Prince uses pandas to manipulate dataframes, as such it expects an initial dataframe to work with. In the following example, a Principal Component Analysis (PCA) is applied to the iris dataset. Under the hood Prince decomposes the dataframe into two eigenvector matrices and one eigenvalue array thanks to a Singular Value Decomposition (SVD). The eigenvectors can then be used to project the initial dataset onto lower dimensions.
import matplotlib.pyplot as plt
import pandas as pd
import prince
df = pd.read_csv('data/iris.csv')
pca = prince.PCA(df, n_components=4)
fig1, ax1 = pca.plot_cumulative_inertia()
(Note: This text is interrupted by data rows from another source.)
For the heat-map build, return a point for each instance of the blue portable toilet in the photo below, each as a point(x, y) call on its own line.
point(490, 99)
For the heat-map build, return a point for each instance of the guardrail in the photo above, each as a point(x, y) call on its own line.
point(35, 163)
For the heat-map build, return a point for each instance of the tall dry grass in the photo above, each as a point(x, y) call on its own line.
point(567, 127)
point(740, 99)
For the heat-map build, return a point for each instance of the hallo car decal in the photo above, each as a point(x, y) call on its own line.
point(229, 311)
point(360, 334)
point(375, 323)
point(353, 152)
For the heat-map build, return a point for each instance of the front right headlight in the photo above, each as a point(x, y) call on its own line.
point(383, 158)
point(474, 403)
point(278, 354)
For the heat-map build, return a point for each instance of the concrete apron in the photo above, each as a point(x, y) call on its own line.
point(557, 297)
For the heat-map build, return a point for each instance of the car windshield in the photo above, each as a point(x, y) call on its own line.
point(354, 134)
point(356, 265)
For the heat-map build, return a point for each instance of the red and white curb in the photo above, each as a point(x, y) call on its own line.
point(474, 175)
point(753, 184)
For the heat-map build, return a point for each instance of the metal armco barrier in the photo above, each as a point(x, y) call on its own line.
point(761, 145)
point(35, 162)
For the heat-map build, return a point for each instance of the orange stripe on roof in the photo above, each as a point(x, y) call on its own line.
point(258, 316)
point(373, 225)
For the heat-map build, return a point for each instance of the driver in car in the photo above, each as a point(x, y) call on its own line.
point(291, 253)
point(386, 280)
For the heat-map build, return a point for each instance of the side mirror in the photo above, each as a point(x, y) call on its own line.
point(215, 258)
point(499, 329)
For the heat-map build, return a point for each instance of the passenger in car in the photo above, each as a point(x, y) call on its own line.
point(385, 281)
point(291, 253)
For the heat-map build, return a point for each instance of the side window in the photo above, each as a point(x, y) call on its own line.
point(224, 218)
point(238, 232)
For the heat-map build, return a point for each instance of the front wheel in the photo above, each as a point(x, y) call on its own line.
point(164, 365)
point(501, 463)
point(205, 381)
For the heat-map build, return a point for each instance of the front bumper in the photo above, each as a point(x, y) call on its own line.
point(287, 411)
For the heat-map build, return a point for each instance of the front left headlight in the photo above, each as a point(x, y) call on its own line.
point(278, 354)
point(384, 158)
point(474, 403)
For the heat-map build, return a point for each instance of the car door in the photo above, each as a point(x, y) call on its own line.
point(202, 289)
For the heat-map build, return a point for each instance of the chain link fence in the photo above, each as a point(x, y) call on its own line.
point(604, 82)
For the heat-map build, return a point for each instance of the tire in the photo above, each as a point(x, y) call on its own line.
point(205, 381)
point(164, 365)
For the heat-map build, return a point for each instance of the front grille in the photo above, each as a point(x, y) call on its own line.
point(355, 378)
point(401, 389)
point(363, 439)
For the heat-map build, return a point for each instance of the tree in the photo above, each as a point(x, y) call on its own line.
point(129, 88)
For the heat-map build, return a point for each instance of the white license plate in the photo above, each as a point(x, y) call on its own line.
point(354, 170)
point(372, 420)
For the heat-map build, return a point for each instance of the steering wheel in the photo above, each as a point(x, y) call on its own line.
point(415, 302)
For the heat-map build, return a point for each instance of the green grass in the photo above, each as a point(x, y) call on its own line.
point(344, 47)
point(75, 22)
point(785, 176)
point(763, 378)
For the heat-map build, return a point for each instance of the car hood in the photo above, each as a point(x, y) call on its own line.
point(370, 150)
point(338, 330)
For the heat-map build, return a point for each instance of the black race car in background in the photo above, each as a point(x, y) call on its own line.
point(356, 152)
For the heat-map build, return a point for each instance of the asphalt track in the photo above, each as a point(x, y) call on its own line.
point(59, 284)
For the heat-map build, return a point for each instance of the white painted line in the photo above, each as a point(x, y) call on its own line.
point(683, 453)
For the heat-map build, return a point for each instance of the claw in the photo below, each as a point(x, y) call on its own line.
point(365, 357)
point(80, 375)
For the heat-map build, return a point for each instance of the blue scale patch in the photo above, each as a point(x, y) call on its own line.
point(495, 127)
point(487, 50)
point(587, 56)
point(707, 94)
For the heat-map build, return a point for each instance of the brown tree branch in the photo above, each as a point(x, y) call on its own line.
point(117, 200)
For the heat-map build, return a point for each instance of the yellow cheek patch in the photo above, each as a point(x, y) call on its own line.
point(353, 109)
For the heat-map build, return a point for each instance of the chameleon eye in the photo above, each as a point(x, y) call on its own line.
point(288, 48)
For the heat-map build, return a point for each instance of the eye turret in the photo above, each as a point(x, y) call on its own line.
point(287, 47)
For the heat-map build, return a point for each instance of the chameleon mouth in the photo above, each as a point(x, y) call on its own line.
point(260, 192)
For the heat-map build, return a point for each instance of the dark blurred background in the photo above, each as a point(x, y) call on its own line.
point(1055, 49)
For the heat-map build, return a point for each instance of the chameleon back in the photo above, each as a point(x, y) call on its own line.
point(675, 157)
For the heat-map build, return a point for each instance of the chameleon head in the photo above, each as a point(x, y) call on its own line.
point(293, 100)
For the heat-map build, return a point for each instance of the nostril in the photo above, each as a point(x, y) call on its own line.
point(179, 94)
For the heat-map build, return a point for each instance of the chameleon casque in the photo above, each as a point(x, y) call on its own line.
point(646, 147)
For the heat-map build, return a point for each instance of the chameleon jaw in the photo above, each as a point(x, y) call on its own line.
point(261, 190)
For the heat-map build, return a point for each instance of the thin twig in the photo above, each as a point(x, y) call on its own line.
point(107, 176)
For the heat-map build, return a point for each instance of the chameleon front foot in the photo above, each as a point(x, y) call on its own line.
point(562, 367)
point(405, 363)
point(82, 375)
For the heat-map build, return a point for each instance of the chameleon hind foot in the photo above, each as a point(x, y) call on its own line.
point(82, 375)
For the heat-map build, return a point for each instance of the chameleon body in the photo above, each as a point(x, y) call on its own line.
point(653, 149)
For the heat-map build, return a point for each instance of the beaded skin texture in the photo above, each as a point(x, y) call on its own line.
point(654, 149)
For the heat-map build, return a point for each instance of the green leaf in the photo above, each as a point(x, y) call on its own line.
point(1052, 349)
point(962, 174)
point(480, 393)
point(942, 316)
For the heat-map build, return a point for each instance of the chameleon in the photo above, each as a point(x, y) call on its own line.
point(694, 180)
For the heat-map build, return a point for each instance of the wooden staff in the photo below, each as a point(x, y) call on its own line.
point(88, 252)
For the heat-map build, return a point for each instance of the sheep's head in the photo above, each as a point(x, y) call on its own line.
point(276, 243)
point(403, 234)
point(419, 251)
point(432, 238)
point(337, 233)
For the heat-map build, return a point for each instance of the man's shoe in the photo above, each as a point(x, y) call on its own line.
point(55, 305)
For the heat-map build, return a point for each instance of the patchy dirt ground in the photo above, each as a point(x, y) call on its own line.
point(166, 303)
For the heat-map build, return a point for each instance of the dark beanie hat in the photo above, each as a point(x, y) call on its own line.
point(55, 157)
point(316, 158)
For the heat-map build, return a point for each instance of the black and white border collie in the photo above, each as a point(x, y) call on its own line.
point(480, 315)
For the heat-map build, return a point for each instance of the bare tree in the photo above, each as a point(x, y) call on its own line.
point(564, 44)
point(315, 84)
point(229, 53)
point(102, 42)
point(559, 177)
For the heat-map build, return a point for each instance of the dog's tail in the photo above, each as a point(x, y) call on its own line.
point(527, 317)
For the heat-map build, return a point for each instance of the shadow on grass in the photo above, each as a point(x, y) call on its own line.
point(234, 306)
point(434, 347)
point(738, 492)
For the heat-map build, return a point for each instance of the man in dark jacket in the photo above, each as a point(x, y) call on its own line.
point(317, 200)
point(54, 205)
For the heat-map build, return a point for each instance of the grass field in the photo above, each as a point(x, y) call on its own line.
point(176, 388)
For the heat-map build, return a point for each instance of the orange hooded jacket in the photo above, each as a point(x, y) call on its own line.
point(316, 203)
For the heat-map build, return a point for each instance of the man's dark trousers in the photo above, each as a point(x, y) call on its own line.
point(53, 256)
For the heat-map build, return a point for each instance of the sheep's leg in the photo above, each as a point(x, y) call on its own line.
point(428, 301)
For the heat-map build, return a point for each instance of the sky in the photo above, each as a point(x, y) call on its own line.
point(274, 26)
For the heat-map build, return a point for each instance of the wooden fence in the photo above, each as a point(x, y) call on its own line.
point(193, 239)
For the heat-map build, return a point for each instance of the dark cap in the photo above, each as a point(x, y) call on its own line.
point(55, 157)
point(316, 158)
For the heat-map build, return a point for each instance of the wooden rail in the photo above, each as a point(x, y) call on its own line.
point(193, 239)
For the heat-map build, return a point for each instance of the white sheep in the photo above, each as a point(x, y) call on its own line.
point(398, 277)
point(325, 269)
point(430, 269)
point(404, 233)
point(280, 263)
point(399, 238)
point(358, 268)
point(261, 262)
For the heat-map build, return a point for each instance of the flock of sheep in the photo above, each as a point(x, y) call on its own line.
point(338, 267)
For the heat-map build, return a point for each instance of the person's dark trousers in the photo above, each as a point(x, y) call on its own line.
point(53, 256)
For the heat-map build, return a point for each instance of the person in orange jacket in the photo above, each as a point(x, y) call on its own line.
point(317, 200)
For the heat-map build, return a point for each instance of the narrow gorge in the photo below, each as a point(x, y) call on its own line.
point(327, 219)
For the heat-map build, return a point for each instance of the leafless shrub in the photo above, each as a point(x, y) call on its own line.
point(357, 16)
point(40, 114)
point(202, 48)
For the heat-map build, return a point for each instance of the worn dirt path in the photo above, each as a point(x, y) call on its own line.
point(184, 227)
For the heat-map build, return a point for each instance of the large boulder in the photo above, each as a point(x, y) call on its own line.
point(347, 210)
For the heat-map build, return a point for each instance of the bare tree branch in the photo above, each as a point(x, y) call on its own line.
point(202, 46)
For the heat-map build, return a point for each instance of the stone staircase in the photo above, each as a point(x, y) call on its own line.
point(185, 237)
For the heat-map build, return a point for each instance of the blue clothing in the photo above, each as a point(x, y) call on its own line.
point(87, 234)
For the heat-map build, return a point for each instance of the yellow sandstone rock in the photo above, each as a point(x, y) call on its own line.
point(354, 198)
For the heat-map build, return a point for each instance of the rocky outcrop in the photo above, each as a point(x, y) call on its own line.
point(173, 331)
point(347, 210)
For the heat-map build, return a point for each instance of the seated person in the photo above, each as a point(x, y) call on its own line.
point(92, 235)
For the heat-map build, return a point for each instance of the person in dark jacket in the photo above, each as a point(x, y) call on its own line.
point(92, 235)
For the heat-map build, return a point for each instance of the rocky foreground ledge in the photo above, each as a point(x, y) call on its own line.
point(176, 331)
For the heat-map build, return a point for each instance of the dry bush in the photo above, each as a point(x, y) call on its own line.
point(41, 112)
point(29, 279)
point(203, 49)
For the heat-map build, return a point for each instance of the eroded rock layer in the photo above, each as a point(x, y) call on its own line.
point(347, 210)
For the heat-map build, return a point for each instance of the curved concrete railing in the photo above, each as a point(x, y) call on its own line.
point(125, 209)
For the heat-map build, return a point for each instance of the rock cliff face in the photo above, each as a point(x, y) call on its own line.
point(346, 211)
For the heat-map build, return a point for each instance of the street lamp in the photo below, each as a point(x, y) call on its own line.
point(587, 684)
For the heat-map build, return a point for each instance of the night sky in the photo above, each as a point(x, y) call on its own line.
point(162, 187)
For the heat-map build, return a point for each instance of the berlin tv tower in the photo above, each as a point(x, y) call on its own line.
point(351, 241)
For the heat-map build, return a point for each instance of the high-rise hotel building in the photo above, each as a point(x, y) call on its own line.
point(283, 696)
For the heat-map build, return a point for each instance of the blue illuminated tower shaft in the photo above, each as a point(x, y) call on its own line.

fig2, ax2 = pca.plot_rows(color_by='class', ellipse_fill=True)
plt.show()
The first plot displays the rows in the initial dataset projected on to the two first right eigenvectors (the obtained projections are called principal coordinates). The ellipses are 90% confidence intervals.
The second plot displays the cumulative contributions of each eigenvector (by looking at the corresponding eigenvalues). In this case the total contribution is above 95% while only considering the two first eigenvectors.
Prince is only compatible with Python 3. Although it isn't a requirement, using Anaconda is recommended as it is generally a good idea for doing data science in Python.
Via PyPI
>>> pip install prince
Via GitHub for the latest development version
>>> pip install git+https://github.com/MaxHalford/Prince
Prince has the following dependencies:
- pandas for manipulating dataframes
- matplotlib as a default plotting backend
- fbpca, Facebook's randomized SVD implementation
Please check out the documentation for a list of available methods and properties.
You can examples in the examples/
folder, you have to navigate to the folder to use them.
>>> cd examples/
>>> python pca-iris.py
The MIT License (MIT). Please see the license file for more information.